The soldiers of the various commands were kept so close to quarters that they could not come. War is expected to commence anytime. Brothers Lorentz has charge of a detail & is fixing a building for an improvised military hospital. The improvisement of temporary hospitals is a significant sign. The seats we used in our meeting formerly belonged to same Roman Catholic order, for they had the seal of Saint Peter carved on the same.

After dinner we went outside the wall facing San Roque and took long observations of San Roque & the Insurrectos so far or circumstances would permit.
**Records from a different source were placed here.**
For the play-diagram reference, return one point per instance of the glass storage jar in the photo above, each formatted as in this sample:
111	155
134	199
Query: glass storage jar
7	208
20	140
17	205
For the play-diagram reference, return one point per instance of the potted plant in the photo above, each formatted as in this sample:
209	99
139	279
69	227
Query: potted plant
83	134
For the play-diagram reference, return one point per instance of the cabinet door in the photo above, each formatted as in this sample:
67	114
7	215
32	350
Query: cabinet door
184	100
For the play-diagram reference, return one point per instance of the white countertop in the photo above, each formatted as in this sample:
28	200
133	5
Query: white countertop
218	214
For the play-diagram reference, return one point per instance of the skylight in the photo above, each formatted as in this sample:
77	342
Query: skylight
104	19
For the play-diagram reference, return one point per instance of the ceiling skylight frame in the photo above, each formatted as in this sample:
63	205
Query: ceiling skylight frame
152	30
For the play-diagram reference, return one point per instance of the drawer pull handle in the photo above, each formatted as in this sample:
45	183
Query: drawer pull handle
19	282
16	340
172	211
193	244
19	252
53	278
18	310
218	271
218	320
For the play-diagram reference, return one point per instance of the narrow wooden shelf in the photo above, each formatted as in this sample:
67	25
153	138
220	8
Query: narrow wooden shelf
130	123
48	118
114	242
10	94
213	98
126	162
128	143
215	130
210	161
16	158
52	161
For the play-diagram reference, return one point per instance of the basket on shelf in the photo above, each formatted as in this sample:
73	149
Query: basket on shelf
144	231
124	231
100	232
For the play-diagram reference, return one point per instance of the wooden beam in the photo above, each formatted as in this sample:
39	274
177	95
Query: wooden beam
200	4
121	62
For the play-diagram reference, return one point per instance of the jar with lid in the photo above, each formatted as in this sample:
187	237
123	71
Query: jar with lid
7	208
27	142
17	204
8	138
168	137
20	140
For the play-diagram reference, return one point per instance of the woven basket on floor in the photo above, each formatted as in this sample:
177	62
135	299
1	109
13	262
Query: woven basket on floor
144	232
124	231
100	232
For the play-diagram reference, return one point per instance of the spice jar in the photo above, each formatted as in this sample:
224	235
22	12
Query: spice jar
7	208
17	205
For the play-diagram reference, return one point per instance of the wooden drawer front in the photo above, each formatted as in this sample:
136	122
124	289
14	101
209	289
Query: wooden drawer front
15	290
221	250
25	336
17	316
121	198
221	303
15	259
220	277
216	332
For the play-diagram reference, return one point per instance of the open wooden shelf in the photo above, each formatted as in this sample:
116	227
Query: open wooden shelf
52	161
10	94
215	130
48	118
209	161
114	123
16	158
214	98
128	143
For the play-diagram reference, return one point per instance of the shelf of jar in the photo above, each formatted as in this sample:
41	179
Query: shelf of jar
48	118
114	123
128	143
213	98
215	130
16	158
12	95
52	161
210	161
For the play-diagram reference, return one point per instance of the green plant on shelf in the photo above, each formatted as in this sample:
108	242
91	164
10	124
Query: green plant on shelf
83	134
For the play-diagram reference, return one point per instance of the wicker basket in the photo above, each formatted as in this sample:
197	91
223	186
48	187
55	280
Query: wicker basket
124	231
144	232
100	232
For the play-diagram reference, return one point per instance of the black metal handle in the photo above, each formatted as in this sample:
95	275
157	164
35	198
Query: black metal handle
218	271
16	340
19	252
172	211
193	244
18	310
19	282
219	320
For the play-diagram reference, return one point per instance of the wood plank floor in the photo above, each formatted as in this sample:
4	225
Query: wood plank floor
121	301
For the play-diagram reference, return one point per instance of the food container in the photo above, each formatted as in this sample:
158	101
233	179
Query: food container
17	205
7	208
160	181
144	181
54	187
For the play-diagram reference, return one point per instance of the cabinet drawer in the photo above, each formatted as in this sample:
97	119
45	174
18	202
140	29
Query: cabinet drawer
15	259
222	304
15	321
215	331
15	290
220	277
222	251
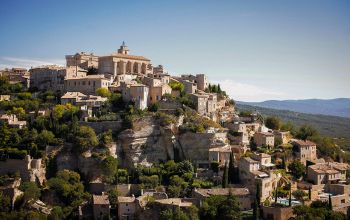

Home again on the 2.p.m. ferryboat.

Spoke to several persons personally about Christ and salvation.

Visitors 4 at No. 2.

From Comrades made up an audience for me in No. 2 for the evening meeting: Scott, Hines, Berry & Lloyd. I led a meeting. God was present. Troops in Manila are kept in their quarters.

Sixteen years ago tonight, in the Eddy street chapel (advent) San Francisco I gave in my name to Sergeant Henry Eden to become a private in the Salvation Army. I consider that to have been one of the most momentous steps of my life. Tremblingly I took the step in obedience to what I regarded as the will of God. The Lord has been my guide and protector from that day to this. He has kept & used me. Praise His dear name, otherwise I should have failed long ago. What long vista of change, of diversified experience, of usefulness stretch back over these 16 years! What a panorama of events unfold before memory’s eye! What a procession of persons (many of them now dead) march past me in solemn review! Oh, what a tremendously important thing is the life of a preacher of Christ and Him crucified! The Lord used me by voice & pen to preach the gospel to many thousands of immortal souls during these 16 blessed years. Without a doubt they have been the happiest of my life. Sixteen years of service in the Salvation Army means much – very much!